Comment by tea-coffee

7 hours ago

Imagine if Richard Feynman used his IQ as a metric for deciding whether he should become a physicist. Physics would not be the same.

I am certain that there are mathematicians below, near, and above an IQ of 145 that all have great research productivity. IQ tests do not approximate the creativity, effort, and collaboration required in a mathematician. Not to mention the dubious nature of the 145 claim.

Of course, there are some people that will have a greater aptitude for mathematics than others. But you do not need to be a genius, and this is echoed by Terence Tao [0].

[0] https://terrytao.wordpress.com/career-advice/does-one-have-t...

Just to complement your post, Richard Feynman's quote on the topic:

“I was an ordinary person who studied hard. There are no miracle people. It happens they get interested in this thing and they learn all this stuff, but they’re just people.”

― Richard Feynman

  • I dunno man but I always believed Feynman was expressing a very “aw shucks” everyman type of sensibility to motivate his students but really he’s a genius who just never saw himself on par with the other genius demigod scientists of his time but still far removed from common people like me for example. Or he knew he was exceptional but he just liked to distinguish himself from the more square academic types by appealing to the regular people.

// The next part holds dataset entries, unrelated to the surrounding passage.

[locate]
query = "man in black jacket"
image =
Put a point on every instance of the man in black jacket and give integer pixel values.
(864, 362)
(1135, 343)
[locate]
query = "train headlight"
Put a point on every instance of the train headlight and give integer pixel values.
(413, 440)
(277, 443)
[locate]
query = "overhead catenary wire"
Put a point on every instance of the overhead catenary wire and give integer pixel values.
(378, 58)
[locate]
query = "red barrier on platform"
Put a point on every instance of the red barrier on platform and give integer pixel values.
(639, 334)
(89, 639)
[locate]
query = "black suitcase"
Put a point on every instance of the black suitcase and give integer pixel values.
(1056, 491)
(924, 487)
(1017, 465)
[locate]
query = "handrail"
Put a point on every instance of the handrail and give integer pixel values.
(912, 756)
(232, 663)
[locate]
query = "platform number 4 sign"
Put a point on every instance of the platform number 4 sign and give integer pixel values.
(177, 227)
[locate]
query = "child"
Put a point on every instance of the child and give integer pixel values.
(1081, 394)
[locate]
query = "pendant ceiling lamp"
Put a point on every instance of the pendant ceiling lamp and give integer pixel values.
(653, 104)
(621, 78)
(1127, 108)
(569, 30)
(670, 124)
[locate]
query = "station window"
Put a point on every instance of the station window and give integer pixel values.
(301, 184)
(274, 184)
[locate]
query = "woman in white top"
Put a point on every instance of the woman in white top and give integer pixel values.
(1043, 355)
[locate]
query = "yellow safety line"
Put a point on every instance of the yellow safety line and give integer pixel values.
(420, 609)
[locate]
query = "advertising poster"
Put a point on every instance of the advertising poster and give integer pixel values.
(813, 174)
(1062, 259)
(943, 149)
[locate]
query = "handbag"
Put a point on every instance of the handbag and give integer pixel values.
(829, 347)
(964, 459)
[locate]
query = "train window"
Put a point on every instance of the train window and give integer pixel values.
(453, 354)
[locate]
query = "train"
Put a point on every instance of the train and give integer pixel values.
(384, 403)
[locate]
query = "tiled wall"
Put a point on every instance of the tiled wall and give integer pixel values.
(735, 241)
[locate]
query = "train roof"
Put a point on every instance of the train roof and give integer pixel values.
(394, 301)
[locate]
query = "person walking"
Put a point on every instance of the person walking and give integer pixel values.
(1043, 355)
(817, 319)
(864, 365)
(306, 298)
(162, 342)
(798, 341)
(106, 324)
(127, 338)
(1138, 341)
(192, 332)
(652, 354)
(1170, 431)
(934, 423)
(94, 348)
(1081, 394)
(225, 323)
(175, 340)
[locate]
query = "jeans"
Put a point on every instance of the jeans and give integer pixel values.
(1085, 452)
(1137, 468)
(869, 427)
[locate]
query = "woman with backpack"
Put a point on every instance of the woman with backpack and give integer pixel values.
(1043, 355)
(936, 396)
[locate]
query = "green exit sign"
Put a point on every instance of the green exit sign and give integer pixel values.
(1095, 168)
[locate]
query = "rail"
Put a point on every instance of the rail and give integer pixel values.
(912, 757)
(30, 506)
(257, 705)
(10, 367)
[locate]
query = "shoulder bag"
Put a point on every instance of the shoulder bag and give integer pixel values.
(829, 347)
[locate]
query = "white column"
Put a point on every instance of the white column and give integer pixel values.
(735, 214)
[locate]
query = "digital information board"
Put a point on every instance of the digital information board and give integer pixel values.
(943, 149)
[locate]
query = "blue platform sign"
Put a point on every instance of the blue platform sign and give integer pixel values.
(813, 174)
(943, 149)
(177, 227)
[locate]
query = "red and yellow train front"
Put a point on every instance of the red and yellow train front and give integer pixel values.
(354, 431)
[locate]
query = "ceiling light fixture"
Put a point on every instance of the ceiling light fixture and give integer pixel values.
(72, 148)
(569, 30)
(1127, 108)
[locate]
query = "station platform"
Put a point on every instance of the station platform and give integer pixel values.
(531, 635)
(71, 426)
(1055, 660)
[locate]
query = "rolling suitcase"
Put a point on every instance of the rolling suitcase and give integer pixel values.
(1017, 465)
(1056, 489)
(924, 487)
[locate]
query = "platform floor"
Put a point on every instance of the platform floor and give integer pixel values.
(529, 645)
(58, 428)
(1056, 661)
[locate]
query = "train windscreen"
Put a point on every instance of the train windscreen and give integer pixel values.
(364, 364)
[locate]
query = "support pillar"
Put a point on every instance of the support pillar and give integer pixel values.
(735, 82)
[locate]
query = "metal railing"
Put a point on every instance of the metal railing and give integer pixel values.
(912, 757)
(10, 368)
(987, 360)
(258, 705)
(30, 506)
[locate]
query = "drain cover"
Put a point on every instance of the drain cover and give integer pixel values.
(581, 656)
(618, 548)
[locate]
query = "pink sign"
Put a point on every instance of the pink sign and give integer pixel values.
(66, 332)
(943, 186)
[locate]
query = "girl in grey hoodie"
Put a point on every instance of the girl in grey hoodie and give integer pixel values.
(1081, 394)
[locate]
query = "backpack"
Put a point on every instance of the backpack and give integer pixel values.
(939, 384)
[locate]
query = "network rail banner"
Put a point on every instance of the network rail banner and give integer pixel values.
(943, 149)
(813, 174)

    Either way, I never bought his claim that he was not exceptional.

  • I think Feynman was bullshitting you, sorry to say. This is just a manifestly crazy claim from a guy who scored literally #1 on the Putnam.

Also possible that Feynman had superb verbal-mathematical ability and bad visual-spatial ability and took a visual-spatial test. It's unusual but not incredibly so. I am the same way.